Thursday, March 20, 2014
Computers stolen from university clinic expose personal data
Although recent high-profile data breaches were orchestrated through sophisticated cyberattacks, sensitive information is often exposed through less tech-savvy incidents.
Although recent high-profile data breaches were orchestrated through sophisticated cyberattacks, sensitive information is often exposed through less tech-savvy incidents. The University of California San Francisco recently announced that the personal data of more than 9,000 people had been compromised after the theft of several computers from its clinics. Secure file transfer services help guard against the additional consequences of unexpected events like stolen hardware.

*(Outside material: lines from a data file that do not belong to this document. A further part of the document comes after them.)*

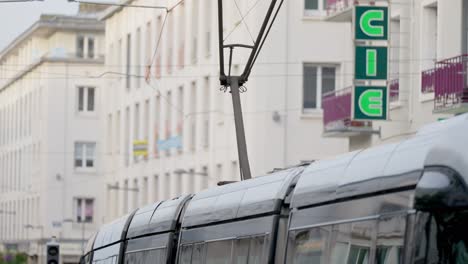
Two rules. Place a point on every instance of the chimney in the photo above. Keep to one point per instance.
(90, 8)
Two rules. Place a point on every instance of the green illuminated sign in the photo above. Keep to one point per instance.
(370, 103)
(371, 63)
(371, 23)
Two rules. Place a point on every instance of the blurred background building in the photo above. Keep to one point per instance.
(174, 133)
(88, 139)
(50, 118)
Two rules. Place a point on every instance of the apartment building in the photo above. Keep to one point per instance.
(174, 132)
(427, 65)
(50, 118)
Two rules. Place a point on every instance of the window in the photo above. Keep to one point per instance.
(86, 99)
(129, 61)
(208, 26)
(180, 122)
(317, 81)
(349, 243)
(315, 7)
(219, 252)
(90, 48)
(465, 29)
(193, 119)
(80, 47)
(194, 30)
(429, 37)
(138, 57)
(310, 246)
(84, 210)
(390, 240)
(148, 45)
(146, 256)
(85, 155)
(206, 113)
(186, 254)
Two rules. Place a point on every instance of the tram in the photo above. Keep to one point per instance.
(405, 202)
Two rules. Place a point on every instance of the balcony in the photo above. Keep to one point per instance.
(394, 90)
(428, 81)
(337, 116)
(340, 10)
(450, 85)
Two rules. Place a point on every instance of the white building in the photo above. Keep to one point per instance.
(428, 70)
(309, 53)
(182, 107)
(50, 118)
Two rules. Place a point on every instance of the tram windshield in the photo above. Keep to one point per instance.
(444, 239)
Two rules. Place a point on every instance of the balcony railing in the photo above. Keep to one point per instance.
(337, 115)
(428, 81)
(451, 84)
(394, 90)
(337, 6)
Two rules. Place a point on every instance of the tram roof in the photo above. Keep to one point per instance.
(111, 233)
(385, 167)
(156, 218)
(260, 195)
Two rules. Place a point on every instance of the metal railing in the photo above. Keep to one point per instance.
(337, 106)
(428, 81)
(335, 6)
(394, 90)
(451, 87)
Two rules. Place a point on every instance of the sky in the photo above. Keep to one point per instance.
(17, 17)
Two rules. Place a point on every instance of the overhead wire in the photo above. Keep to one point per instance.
(243, 21)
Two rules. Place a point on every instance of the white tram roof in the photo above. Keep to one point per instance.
(387, 166)
(156, 218)
(260, 195)
(111, 233)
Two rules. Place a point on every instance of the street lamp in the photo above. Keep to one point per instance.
(41, 227)
(69, 220)
(7, 212)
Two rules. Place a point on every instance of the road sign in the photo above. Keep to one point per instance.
(371, 23)
(371, 63)
(370, 103)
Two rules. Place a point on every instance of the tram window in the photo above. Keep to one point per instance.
(197, 254)
(186, 254)
(219, 252)
(256, 250)
(390, 240)
(310, 246)
(241, 251)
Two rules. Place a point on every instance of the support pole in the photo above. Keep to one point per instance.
(240, 132)
(82, 237)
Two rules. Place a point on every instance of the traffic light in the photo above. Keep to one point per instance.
(53, 252)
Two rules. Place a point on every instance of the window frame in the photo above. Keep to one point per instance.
(319, 85)
(374, 220)
(85, 52)
(86, 89)
(83, 209)
(84, 156)
(320, 11)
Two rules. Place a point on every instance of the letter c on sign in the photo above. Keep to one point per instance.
(366, 23)
(371, 103)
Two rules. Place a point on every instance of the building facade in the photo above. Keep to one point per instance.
(173, 133)
(427, 66)
(169, 127)
(50, 118)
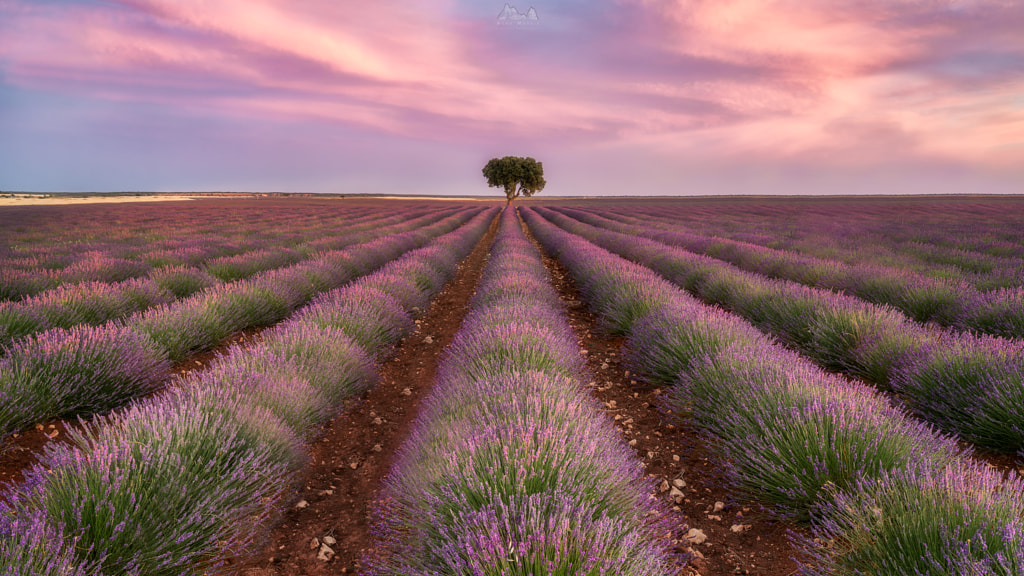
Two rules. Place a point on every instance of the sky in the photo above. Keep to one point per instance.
(614, 97)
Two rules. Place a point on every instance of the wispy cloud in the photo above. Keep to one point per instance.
(823, 83)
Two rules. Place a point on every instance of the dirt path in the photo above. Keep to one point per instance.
(676, 452)
(354, 453)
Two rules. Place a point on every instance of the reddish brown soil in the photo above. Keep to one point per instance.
(23, 450)
(355, 451)
(671, 449)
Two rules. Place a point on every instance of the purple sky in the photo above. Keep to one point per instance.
(624, 97)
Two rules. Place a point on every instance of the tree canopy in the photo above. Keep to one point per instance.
(517, 175)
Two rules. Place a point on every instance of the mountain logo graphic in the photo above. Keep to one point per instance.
(510, 15)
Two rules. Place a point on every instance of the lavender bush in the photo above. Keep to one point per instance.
(176, 483)
(964, 519)
(510, 470)
(84, 369)
(864, 340)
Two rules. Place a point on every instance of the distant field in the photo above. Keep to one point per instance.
(437, 385)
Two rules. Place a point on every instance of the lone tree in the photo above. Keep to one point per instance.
(516, 175)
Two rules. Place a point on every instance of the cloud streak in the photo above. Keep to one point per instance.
(819, 84)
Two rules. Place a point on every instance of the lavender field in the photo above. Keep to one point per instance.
(850, 370)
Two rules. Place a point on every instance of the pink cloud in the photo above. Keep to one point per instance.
(827, 82)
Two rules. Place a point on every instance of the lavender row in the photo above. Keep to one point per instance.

According to CBS San Francisco, the desktop computers were taken on January 11 from the UCSF Family Medical Center at Lakeshore. The university notified affected individuals that their personal and health information was exposed, including names, birth dates, addresses, medical record numbers, health insurance IDs and driver's license numbers, the source added.
Data breach hassles
In addition to contacting the thousands of people whose information was compromised, the university had to inform appropriate state and federal departments because the data included health information. Like other companies that experience data breaches, the educational center also offered credit monitoring to individuals whose Social Security numbers were exposed.
These responses constitute part of the costs associated with failed information security. As this case highlights, the risk for data breaches extends beyond cybercriminals hacking into networks or infecting systems with viruses. Therefore, as part of a comprehensive security plan, organizations need to implement appropriate secure file sharing solutions that provide better control over data in the event hardware is lost or stolen.
Hardware thefts: More common than you might think
?An eSecurity Planet report noted that the January 11 breach was the third incident in four months for the University of California San Francisco. Previous exposures were also related to stolen hardware: In September, an unencrypted laptop stolen from an employee's car compromised over 3,000 patients' personal and health information, and then another laptop taken from a physician's vehicle exposed over 8,000 patients' data.
Clearly, laptop and other hardware thefts are a persistent threat. Therefore, organizations need to protect their information with robust solutions such as secure file transfer services. These options give corporations greater control over where information is stored and accessed, even when employee use portable devices. That way, if a stolen device is reported, it's much harder for criminals to gain access to confidential information. Managers could even mitigate the consequences of a theft by changing access permissions.
Information security is an ongoing process that must be prioritized and maintained vigilantly. The best strategies involve infrastructure protection, high-end services and programs that provide security, training for employees and best-practice policies.